The Navy has only 285 ships today, the fewest since World War I, and it is straining to uphold its unique global responsibilities. Our Air Force has only 39 fighter squadrons, fewer than half the number it had two decades ago. And yet the military's missions remain, and the threats grow.
Mr. Romney also fully understands the proliferation threat of ballistic missiles and nuclear, chemical and biological weapons. He has taken strong stands on Iran and North Korea, today's two gravest risks, both badly mishandled by Mr. Obama.
And because of global proliferation, Mr. Romney's signature issue has been to build multilayered, national ballistic-missile defenses to protect us—a truly Reaganesque objective. This would constitute another major reversal of Mr. Obama's dangerous worldview, which rests on outdated strategic doctrines and inattention to the grave perils that weapons of mass destructions pose as instruments of terrorism.
Then there's Mr. Romney's executive experience in government and the private sector. The president is CEO of the federal government's executive branch, no small task. And many Republican presidents have seen their agendas broken or impaired by their failures to make the executive departments implement the policy objectives for which they campaigned.

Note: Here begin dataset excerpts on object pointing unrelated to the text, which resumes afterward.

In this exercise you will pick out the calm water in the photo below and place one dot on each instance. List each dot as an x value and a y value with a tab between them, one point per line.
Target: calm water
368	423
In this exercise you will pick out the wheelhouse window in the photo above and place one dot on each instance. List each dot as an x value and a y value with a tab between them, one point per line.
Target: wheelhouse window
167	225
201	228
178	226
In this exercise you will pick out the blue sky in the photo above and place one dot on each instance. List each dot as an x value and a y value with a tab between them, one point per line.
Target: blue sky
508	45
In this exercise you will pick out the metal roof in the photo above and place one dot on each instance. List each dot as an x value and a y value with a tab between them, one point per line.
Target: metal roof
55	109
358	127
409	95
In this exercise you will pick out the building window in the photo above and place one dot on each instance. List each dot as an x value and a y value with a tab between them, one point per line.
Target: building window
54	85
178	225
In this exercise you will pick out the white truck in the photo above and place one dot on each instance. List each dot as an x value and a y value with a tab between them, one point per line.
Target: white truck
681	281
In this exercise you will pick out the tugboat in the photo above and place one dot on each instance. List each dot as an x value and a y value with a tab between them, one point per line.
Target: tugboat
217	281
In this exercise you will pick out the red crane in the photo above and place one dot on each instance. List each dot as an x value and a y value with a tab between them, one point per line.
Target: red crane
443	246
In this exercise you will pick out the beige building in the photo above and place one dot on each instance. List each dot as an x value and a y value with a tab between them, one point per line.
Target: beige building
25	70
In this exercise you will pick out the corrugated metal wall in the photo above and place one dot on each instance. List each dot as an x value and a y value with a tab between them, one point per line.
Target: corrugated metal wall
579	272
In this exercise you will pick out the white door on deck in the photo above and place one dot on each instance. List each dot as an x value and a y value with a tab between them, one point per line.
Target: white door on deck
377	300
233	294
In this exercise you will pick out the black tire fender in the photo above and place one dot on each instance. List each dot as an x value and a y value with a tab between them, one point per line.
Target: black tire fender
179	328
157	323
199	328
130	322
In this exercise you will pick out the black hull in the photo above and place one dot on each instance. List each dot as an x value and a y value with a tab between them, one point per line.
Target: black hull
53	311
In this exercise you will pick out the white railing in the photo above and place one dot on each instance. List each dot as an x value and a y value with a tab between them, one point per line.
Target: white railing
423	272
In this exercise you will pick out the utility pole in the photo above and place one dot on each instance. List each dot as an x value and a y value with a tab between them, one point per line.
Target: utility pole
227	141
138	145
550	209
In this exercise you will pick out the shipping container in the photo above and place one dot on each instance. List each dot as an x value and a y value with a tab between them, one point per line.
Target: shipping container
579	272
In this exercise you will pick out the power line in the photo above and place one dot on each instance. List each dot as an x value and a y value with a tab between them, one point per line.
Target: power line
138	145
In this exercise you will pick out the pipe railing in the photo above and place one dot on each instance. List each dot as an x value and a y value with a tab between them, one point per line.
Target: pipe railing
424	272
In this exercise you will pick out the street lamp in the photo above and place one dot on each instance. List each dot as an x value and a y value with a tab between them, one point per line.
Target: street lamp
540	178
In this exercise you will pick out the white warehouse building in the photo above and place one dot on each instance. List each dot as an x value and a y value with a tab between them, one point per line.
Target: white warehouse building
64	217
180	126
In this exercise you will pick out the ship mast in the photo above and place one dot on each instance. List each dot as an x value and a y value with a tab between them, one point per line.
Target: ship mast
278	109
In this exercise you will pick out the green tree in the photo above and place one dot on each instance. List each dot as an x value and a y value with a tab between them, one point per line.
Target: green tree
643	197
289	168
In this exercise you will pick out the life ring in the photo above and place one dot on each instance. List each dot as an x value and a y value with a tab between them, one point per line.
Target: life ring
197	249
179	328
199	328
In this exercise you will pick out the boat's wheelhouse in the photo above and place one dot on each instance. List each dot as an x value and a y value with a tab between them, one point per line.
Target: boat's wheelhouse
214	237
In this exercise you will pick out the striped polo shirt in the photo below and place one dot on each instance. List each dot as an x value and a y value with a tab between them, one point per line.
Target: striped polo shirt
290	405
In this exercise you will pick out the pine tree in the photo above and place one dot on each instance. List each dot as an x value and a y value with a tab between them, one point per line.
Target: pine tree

Inert, uncooperative and sometimes openly hostile bureaucracies, plus political appointees who are philosophically sound but all thumbs managerially, only begin the list of hurdles for a president to overcome. One who sees himself responsible only for the White House staff (or not even that) rather than the entire executive branch will soon find himself increasingly irrelevant.
Avoiding such failure requires sustained attention, steadiness, persistence, discipline and especially resolve. These are undramatic attributes, but they are powerfully consequential when well-used and central to a successful presidency. George H.W. Bush had them, especially in national-security matters. Mr. Obama obviously does not.
Mr. Obama's manifold failings underscore the final issue: electability. Competitors and politicos are already endlessly analyzing this question, so I'll make only three brief points.
First, there is an infinitesimally small chance that Mr. Romney will self-destruct in September or October. "No-drama Obama," meet your match. Second, Mr. Romney has the overwhelming lead in endorsements from Republican senators and representatives—the most aware, self-interested community, bar none, regarding our nominee's electability. No propensity there to grandiosity or suicide. Third, Mr. Romney shares one of Reagan's most important and attractive characteristics: being critical without being angry or scornful.
The late uber-Conservative Bill Buckley bequeathed us the right test: Pick the most conservative candidate capable of winning. That is clearly Mitt Romney.